Saturday 7 February 2015

You Know You're a Maths Teacher When...

You never give a direct answer to a question, but instead reply with another question, so the asker can figure it out for themselves. I have a lot of trouble with this one to be honest. My husband has complained on several occasions. For example, the other day he asked me where the bin bags are. Even though I knew where they were and could have just told him, I automatically responded with, "Well, when did we buy them?" He didn't really appreciate that I was giving him the opportunity to work out the answer for himself.

You find a protractor in your wallet (this happened to a colleague of mine a couple of weeks ago).

You feel like scrawling across Google Calculator "You must show your working out!"

You sit in whole-staff meetings and when the presenter mentions the word "average" you immediately turn to your colleague and snidely point out "They didn't say which average, so that statement is meaningless".

All of your shopping lists, to do lists, Christmas card lists, etc are written on squared paper. In green pen.

You can touch-type on a Casio calculator.
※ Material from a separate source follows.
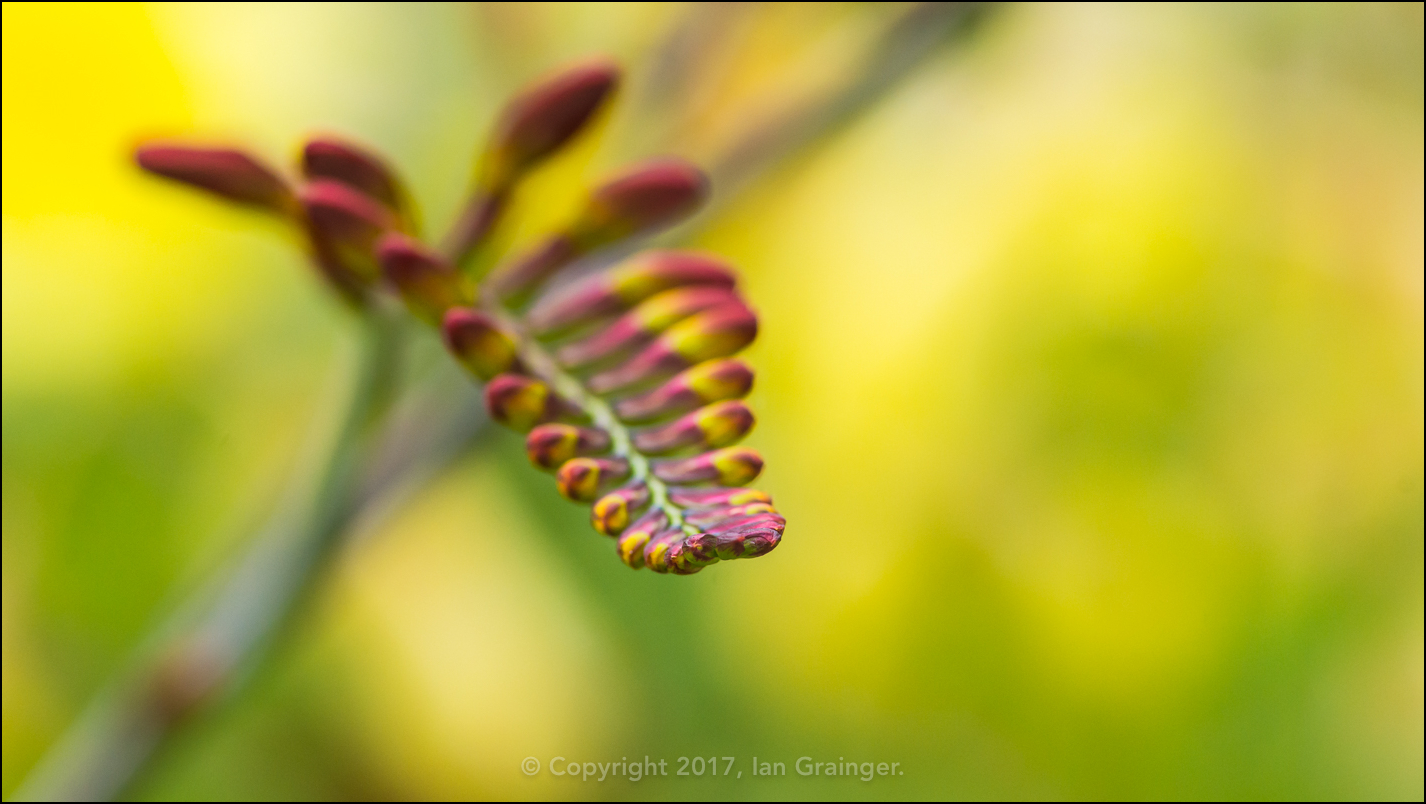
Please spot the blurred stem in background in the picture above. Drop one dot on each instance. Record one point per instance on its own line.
(220, 636)
(385, 445)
You carry a mini screwdriver in your handbag for emergency compass-tightening. (Please tell me I'm not the only one?)

You start to type "body" in a text message and "BODMAS" comes up as a spelling suggestion.(Seriously, who was I texting about BODMAS?)

Can you think of any more?

Emma x x x


  1. You do mental maths in the supermarket because you have told the kids that they can't always use their phone in real life.
    You don't carry an emergency screwdriver, but upon hearing the idea, decide that this needs to be done!

    1. Good ones! I recommend glasses repair screwdrivers.

  2. I like the screwdriver idea too.